I said no thank you by selecting one of the five decks of cards and started to line up seven little stacks in front of me. My lips move silently as I count: One up, Two down, Three, Four, Five, Six, Seven … Two up, Three down, Four, Five, Six, Seven …


On occasion, the cards stick together as I deal them out or as I try to shuffle to the third one to reveal my next play. Ordinarily, this would cause some perturbation, but the gift of being in proximity to sea air is something one really shouldn't grouse about.


Hardship, it is not. 


Also, I figure, I’ll use the adhesions to apply little cheats until it becomes evident that I will not win the game of solitaire this round.


I scoop the cards and start again.


I will play until someone asks to gets dealt in and we parlay into a new game.


This is the ritual in the dwindling days of a holiday: table games are usually the things we can all agree on as a family as we try to pass the time until the next meal.

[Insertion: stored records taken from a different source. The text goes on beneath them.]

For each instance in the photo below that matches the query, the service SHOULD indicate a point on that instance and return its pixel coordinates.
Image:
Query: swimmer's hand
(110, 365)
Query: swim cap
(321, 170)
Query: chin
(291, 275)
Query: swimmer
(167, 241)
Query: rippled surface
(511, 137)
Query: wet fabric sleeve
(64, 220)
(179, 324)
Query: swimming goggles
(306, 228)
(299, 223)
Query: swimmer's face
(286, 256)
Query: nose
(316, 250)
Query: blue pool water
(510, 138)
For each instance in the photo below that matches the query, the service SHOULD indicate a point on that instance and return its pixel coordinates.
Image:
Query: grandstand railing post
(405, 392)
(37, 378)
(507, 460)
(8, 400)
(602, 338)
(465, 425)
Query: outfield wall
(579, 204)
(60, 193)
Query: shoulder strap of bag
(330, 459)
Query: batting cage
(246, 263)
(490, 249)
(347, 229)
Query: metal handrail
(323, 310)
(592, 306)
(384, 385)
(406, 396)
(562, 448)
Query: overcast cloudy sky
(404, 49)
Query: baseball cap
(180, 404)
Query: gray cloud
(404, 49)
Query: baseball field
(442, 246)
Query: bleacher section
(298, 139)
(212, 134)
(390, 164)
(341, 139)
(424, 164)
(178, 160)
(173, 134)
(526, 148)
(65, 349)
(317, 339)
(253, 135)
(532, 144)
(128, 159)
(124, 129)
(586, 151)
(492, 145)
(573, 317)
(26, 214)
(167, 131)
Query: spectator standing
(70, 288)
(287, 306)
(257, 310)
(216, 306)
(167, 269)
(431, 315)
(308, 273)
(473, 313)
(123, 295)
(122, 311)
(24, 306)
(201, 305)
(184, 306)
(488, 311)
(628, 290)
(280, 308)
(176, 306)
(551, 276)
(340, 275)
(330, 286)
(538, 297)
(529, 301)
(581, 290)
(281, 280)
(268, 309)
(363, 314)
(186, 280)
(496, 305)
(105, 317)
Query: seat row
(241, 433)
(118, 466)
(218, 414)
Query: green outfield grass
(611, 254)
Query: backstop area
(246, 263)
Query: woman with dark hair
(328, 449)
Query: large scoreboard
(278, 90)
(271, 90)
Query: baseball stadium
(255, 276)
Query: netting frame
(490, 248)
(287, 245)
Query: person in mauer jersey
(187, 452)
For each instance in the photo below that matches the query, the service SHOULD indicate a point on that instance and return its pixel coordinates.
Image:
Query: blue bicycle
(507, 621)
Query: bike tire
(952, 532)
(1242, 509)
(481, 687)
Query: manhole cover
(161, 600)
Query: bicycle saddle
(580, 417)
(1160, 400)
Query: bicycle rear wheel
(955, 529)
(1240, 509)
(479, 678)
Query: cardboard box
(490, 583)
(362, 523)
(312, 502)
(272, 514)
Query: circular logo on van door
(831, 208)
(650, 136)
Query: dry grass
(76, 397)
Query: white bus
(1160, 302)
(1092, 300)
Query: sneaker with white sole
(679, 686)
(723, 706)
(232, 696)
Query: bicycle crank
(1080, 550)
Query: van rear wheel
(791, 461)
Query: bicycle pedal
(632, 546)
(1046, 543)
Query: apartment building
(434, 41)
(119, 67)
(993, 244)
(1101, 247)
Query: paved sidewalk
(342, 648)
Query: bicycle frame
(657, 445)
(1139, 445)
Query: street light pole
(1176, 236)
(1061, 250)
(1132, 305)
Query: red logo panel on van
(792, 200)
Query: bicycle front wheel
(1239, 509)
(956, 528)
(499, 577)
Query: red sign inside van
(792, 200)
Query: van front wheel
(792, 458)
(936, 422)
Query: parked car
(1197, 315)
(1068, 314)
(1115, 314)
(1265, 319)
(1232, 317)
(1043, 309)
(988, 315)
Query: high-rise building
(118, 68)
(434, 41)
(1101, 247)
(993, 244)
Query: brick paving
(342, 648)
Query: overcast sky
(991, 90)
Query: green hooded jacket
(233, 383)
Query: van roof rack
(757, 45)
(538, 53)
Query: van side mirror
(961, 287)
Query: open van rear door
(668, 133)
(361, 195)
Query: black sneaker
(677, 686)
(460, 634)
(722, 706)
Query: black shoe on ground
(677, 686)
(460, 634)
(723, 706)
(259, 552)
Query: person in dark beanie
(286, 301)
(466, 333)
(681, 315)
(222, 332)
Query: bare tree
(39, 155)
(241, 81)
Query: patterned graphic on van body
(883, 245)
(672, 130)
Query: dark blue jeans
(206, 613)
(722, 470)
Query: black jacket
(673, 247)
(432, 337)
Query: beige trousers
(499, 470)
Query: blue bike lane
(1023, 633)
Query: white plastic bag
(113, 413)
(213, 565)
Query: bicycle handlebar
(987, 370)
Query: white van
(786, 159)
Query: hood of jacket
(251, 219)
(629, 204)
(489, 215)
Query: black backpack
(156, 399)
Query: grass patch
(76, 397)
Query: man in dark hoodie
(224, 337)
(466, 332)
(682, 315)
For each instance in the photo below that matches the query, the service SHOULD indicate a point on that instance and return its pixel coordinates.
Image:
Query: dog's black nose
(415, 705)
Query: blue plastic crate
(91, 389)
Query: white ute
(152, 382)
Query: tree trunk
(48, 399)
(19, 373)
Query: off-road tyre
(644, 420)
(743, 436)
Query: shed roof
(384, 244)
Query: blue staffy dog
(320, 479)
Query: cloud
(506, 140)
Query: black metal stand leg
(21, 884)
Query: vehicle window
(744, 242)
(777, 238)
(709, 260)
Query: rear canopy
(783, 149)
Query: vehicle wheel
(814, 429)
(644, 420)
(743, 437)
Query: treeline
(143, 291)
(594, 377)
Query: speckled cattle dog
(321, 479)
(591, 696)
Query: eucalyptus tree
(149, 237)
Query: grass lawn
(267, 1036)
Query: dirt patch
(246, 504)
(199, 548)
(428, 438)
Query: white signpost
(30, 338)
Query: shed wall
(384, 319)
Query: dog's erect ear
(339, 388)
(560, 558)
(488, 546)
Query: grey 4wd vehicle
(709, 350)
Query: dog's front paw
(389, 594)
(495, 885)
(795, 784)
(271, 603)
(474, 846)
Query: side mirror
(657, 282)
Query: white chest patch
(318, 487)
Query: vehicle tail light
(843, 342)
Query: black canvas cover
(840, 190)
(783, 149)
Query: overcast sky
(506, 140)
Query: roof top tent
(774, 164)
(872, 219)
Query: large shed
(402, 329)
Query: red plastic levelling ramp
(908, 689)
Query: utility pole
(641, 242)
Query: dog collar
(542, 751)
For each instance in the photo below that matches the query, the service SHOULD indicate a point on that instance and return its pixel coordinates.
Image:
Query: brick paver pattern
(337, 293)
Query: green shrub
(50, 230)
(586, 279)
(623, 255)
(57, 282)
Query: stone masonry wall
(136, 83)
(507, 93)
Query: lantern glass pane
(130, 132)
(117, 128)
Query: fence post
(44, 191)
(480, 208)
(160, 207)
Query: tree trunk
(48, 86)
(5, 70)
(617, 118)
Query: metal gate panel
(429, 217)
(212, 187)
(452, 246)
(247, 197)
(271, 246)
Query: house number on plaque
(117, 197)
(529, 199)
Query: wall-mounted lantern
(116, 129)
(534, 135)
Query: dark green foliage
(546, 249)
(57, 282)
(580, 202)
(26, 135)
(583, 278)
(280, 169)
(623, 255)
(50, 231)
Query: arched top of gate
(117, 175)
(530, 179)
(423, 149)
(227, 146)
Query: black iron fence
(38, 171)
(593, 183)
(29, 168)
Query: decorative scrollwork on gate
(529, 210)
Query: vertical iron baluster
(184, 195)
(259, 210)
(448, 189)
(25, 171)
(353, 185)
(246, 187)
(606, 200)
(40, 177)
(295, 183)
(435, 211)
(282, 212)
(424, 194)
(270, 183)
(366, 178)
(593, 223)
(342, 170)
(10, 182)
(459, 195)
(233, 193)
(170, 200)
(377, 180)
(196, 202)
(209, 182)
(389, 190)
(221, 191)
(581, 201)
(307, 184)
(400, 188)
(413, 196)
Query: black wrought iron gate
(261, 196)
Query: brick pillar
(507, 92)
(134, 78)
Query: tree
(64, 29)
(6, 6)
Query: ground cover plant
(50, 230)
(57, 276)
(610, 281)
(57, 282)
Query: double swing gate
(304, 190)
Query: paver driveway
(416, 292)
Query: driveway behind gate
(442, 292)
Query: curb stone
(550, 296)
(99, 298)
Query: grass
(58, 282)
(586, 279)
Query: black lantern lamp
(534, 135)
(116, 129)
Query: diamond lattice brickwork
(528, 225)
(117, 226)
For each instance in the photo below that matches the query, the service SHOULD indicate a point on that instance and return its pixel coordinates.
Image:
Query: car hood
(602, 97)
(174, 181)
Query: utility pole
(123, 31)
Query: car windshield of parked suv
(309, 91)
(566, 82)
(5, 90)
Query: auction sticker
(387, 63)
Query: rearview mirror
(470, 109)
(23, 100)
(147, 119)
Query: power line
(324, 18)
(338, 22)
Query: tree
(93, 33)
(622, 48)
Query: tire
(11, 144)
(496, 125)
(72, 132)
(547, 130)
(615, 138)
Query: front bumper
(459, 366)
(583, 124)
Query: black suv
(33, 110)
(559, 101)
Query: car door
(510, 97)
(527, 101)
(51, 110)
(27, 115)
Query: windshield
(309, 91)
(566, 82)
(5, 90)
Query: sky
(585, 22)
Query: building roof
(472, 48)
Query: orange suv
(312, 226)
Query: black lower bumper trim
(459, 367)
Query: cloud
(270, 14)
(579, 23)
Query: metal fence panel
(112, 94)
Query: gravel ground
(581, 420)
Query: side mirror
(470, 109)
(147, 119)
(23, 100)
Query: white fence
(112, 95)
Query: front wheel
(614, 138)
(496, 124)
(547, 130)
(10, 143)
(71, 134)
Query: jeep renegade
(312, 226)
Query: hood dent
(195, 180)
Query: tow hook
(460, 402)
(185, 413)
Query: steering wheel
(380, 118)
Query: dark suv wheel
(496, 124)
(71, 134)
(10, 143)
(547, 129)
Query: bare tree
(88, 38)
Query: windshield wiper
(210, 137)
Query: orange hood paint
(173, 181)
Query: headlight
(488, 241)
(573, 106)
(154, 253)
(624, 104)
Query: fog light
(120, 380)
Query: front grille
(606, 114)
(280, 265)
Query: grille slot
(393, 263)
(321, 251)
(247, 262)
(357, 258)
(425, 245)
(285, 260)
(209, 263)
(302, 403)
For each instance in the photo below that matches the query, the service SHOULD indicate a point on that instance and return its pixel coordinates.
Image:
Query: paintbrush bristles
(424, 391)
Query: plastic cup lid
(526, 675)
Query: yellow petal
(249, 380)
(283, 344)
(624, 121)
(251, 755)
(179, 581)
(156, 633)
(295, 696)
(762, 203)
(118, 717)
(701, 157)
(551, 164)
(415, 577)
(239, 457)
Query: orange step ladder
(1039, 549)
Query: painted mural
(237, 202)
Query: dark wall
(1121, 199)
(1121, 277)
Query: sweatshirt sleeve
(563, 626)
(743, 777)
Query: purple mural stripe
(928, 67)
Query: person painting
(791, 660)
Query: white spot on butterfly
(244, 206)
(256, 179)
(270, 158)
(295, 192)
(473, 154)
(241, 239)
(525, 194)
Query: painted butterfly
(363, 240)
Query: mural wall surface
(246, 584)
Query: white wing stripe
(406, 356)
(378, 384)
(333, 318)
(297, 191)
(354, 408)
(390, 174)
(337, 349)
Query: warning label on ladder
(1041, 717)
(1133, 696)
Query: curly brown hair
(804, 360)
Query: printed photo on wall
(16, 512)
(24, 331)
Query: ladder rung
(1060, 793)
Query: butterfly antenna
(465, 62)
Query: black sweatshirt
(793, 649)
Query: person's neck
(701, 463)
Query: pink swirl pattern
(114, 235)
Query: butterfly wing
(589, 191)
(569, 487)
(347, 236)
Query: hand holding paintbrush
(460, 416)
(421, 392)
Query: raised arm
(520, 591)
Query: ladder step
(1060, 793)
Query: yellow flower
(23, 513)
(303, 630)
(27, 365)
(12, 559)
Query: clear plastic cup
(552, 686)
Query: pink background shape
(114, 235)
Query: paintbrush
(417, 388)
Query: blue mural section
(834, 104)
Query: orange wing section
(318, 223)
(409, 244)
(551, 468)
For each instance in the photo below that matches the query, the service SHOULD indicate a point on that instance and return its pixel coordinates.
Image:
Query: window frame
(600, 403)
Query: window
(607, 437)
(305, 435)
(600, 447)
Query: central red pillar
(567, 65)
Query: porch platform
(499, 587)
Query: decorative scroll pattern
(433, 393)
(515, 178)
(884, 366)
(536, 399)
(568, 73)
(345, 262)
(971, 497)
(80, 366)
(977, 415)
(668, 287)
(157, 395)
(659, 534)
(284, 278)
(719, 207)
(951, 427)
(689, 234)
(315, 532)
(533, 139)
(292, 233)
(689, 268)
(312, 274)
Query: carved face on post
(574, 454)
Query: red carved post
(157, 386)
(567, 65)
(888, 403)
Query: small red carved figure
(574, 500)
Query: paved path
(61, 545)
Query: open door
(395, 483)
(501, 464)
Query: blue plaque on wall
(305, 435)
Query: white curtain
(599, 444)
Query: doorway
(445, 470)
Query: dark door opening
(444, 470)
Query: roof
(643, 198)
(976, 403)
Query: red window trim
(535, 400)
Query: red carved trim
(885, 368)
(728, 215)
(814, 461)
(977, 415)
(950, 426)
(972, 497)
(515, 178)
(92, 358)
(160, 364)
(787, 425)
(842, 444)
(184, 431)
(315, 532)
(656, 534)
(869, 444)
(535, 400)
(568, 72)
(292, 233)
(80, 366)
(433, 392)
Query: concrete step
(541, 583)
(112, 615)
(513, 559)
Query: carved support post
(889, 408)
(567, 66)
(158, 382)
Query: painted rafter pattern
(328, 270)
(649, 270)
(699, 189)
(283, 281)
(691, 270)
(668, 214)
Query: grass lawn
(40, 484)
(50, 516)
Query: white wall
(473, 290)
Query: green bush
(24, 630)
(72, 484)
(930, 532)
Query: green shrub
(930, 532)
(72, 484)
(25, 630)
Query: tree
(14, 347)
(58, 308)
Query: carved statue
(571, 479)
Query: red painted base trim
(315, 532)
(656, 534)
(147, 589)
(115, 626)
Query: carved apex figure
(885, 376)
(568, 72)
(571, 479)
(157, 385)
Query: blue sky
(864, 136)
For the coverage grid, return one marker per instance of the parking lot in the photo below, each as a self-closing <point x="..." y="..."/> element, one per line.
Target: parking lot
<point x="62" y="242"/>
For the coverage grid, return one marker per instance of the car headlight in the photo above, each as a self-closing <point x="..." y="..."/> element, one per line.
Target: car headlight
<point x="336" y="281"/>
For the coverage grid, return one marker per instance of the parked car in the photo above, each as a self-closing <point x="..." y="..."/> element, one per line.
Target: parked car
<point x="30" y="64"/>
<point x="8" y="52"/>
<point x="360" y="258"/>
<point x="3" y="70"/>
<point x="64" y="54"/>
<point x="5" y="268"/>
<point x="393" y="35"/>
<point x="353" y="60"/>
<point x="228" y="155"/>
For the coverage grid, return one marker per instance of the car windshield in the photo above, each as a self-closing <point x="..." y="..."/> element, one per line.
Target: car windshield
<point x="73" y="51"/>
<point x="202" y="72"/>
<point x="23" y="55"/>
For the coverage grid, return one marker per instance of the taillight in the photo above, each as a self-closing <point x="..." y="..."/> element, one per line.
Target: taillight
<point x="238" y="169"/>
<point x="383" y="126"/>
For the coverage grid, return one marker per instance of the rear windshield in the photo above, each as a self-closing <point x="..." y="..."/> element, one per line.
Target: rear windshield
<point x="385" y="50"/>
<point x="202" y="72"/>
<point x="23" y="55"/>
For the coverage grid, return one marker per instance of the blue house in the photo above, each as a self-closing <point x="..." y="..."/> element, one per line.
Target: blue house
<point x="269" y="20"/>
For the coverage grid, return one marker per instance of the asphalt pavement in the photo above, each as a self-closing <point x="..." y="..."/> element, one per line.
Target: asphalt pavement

Dominos used to be favored. It was an easy game to learn and  satisfying to handle tiles, hiding them from the gaze of opponents or clicking them noisily, as we awaited our next turns.


Lets play Dominos?


Anyone?


Anyone? …


Somehow it lost its allure.


Each game has had a season of play and a season of retirement: Go Fish, Rummy, Hearts, Crazy 8s, Kings in the Corner, and Euchre. When the season ends, we can't rest assured that we won't outgrow it, or that our grasp of rules will remain. 


We know we will never be ready for Bridge.


This year, we’ve just rolled the dice.


“We are playing Yahtzee,” says the girl after she clears the table of breakfast dishes.


The game is her favorite and consists of five dice, a printed piece of paper that helps you keep track of your rolls, and a plastic cup that MUST generate the most noise possible as players shake and dump the numbered cubes onto the table.


The last one, of course, makes for the most excitement. Bonus points awarded to the adult who requires headache remedy before the final scores are tallied.


Luck has everything to do with it, but we still employ strategies.


I go for the “specialty” rolls first: The Straights, the Full Houses, and the Threes and Fours-of-a-Kind. I like to get them out of the way so I can relax in the idea of just rolling for Yahtzees that never materialize.


My daughter focuses on the top-tier rolls: The Ones and Twos, she admits are throwaways, but the Fives and Sixes can set you up for a bonus that would obliterate any Yahtzees that do float out of the ether …the ones that often roll up for her father.

 

Not that we are truly competitive despite our tendency to groan at the roll that spins the number we gambled on and settles on the number we gambled with originally.


I think we are getting better at celebrating the wins and ignoring the losses.


At least it feels like there are fewer hard feelings.


“Bye-Bye Mr. Four-of-a-Kind,” she sings. “This will be the day that I die.”